É certo que já não me devia acontecer, mas ainda
consigo sentir alguma perplexidade com algumas intervenções de figuras públicas.
O Presidente da República afirmou hoje, ao que
parece sem se rir, é um homem que talvez não saiba rir, que o país tem que
"ultrapassar estigmas" e voltar a olhar para sectores que esqueceu
nas últimas décadas, o mar, a agricultura e a indústria. É espantoso.
Não, nós não "esquecemos" o mar, a
agricultura e a indústria. A nossa relação com estes sectores não foi de
esquecimento foi de destruição. E foram destruídos, ou quase, sob a
responsabilidade das políticas e modelos de desenvolvimento, de que Cavaco
Silva foi um longo actor principal, entre outros, naturalmente. Estes sectores
de actividade foram quase destruídos em nome de políticas que criteriosamente
algumas décadas de centrão foram executando.
À boleia da destruição da agricultura, pesca e
indústria, da betonização do país, de modelos de construção selvagem que
destruíram cidades e litoral, de uma oferta turística massificada e
frequentemente sem qualidade, hipotecámos o futuro.

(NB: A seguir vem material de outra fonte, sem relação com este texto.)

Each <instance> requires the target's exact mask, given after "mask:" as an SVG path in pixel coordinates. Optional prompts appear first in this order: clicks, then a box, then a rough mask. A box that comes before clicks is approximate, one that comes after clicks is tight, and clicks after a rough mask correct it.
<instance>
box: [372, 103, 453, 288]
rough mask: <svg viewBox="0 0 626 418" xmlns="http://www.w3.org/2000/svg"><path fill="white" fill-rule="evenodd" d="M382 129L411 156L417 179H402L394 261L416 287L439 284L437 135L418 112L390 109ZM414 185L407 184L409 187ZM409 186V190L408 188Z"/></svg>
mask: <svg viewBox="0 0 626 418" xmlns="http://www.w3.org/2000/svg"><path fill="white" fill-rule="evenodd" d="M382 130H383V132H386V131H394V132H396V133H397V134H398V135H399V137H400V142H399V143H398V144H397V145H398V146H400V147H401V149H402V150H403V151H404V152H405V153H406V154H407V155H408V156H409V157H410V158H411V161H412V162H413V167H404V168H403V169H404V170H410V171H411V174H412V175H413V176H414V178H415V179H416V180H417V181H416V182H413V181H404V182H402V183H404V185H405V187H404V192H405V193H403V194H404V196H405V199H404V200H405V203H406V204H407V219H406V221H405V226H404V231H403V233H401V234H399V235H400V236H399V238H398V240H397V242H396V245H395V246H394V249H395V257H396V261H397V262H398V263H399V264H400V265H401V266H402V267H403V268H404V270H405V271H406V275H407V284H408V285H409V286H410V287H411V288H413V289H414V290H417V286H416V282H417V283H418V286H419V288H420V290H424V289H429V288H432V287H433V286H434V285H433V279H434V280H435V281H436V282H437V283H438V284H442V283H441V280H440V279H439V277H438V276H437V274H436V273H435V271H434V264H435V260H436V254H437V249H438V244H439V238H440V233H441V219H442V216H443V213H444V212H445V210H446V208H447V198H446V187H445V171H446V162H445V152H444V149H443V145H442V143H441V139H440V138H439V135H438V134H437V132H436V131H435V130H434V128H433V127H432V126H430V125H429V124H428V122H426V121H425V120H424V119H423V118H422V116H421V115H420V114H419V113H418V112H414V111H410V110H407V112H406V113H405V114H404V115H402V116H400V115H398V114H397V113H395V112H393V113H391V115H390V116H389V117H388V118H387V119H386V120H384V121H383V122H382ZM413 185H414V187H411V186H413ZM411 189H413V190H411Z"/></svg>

É patético este exercício que muita gente que
ocupou responsabilidades políticas relevantes e durante períodos de tempo
significativos, procura fazer, colocando-se como espectadores distantes e
críticos do que foram as decisões políticas de que foram altos responsáveis e,
sobretudo, dos seus efeitos, por vezes devastadores.
O que é grave é que esta cegueira intelectual e a
atitude infantil e ingénua traduzida "eu não estava lá", é frequente,
não temos uma cultura de responsabilização das lideranças, quer nas atitudes e
discursos individuais em que podemos assumir com humildade e seriedade o erro,
a má decisão ou opção, quer em termos colectivos, em que a memória parece curta
insistindo em modelos, ideias e pessoas que sendo parte do problema
dificilmente podem ser parte da solução.